For almost 4 years now we have been living on single income, with the tremendous burden of medical expenses that are not always covered by insurance, including out of pocket rehabilitation therapy in the US (they’re not available in Canada), to try and keep his leg muscles and bones from atrophying/deteriorating further, and the hope that one day he will be able to regain some use of his legs. He is still young. There is hope. Nothing stops him.
This fall will be the next scariest time for us: he is going to school. We are not afraid because he may not do well, or be accepted by his peers, or that he might get sick. We do worry about that too, but what we are really worried about is that we cannot count on the city/province/country/school board to provide for his medical needs. Although the school is committed and is working on making the necessary provisions for his care, that care is limited to school hours (8:30am – 3pm).
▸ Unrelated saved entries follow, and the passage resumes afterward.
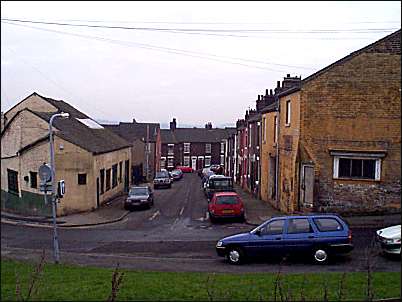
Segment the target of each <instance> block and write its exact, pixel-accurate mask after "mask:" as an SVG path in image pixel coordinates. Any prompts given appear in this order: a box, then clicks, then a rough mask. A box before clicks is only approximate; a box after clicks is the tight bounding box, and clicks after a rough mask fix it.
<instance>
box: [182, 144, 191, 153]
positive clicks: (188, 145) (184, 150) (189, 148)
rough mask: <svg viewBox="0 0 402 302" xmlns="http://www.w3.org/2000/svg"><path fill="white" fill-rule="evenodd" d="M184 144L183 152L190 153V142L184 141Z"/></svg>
mask: <svg viewBox="0 0 402 302" xmlns="http://www.w3.org/2000/svg"><path fill="white" fill-rule="evenodd" d="M183 145H184V147H183V152H184V153H190V143H184V144H183Z"/></svg>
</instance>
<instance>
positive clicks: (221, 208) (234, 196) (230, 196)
mask: <svg viewBox="0 0 402 302" xmlns="http://www.w3.org/2000/svg"><path fill="white" fill-rule="evenodd" d="M208 213H209V218H210V220H211V222H214V221H216V220H217V219H218V218H240V219H241V220H242V221H244V205H243V201H242V200H241V198H240V196H239V195H237V193H236V192H219V193H215V194H214V196H213V197H212V199H211V201H210V202H209V204H208Z"/></svg>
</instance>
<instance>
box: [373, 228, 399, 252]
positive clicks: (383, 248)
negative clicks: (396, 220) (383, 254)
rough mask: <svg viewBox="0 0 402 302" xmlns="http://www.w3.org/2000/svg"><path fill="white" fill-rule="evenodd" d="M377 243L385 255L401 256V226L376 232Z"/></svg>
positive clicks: (377, 231)
mask: <svg viewBox="0 0 402 302" xmlns="http://www.w3.org/2000/svg"><path fill="white" fill-rule="evenodd" d="M376 239H377V242H378V243H379V244H380V246H381V250H382V251H383V252H384V253H386V254H396V255H401V225H400V224H399V225H394V226H391V227H388V228H384V229H381V230H377V231H376Z"/></svg>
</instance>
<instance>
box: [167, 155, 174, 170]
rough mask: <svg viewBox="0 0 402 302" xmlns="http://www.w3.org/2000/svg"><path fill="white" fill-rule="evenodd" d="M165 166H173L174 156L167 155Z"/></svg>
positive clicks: (171, 167)
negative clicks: (167, 155)
mask: <svg viewBox="0 0 402 302" xmlns="http://www.w3.org/2000/svg"><path fill="white" fill-rule="evenodd" d="M167 167H168V168H173V167H174V157H173V156H168V160H167Z"/></svg>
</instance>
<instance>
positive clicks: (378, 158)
mask: <svg viewBox="0 0 402 302" xmlns="http://www.w3.org/2000/svg"><path fill="white" fill-rule="evenodd" d="M331 155H334V159H333V174H332V176H333V179H351V180H356V181H361V180H363V181H364V180H375V181H380V180H381V168H382V167H381V166H382V161H381V158H382V157H384V154H379V153H375V154H374V153H373V154H370V153H367V154H363V153H360V154H359V153H358V154H356V153H355V154H353V153H349V154H348V153H343V154H341V153H336V152H333V153H332V154H331ZM341 158H346V159H371V160H375V176H374V179H366V178H345V177H339V159H341Z"/></svg>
We want Noah to be fully integrated and a part of his peer group, not only during school hours but also during before/after school care, summer camps, PA days. We don’t want him to be discriminated against because of his medical needs. This care is necessary for us to be able to raise Noah in a healthy, loving home that can provide for his needs. We (mother and father) both need to work full time to provide for our family. And we want Noah to be with his friends, no matter when or where. He wants to be with his friends.
Noah requires medical care. He needs help with transfers, he needs help with catheterizations. He needs help on steep hills! His wheelchair weighs as much as him and although he does an amazing job on flat surfaces, he is still too little to conquer hills (not for a lack of trying, believe me!). He would also require the occasional diaper change.
We have been told that care is not available outside school hours. It is not that they don’t want to help – they just don’t know how. And we were told it is now on us to find that care for Noah.
We have been reaching out to all organizations we know, looking for help: additional funding for extended respite relief, complex medical care funding/assistance, CCAC/LIHN. We even reached out to the human rights commission. So far, we haven’t found a solution.
Without this support, Noah would suffer from not being able to participate in inclusive activities with his friends. It would be discrimination.
Our concerns are not only financial. We are very concerned for our and Noah’s mental health. The anxiety that this situation has brought upon us, as well as the sense of helplessness is almost unbearable. Being in a privileged, wealthy country, yet one that has no inclusivity solution for someone like Noah is a terrifying thought. It is impossible to understand. And the most important thing: Noah knowing he is accepted and included, not feeling discriminated against because he has had a terrible disease, one that he has had no say in is critical in his personal development. To be told “no” because he is different would simply be unacceptable. Noah defeated cancer, twice.
Noah wasn’t given a choice or a say in having cancer. He wasn’t given a choice or a say in becoming physically disabled. We, however, have a choice. As a society, as a government, as humans, we must make the right choice, to help Noah. We must help him exactly because he had no choice. We will not allow our child to grow up in a society where his handicap will punish him and restrict his potential. He deserves better. We all owe him to be better than that. This should not stop him.
If there is any way you can help us, we would be forever grateful.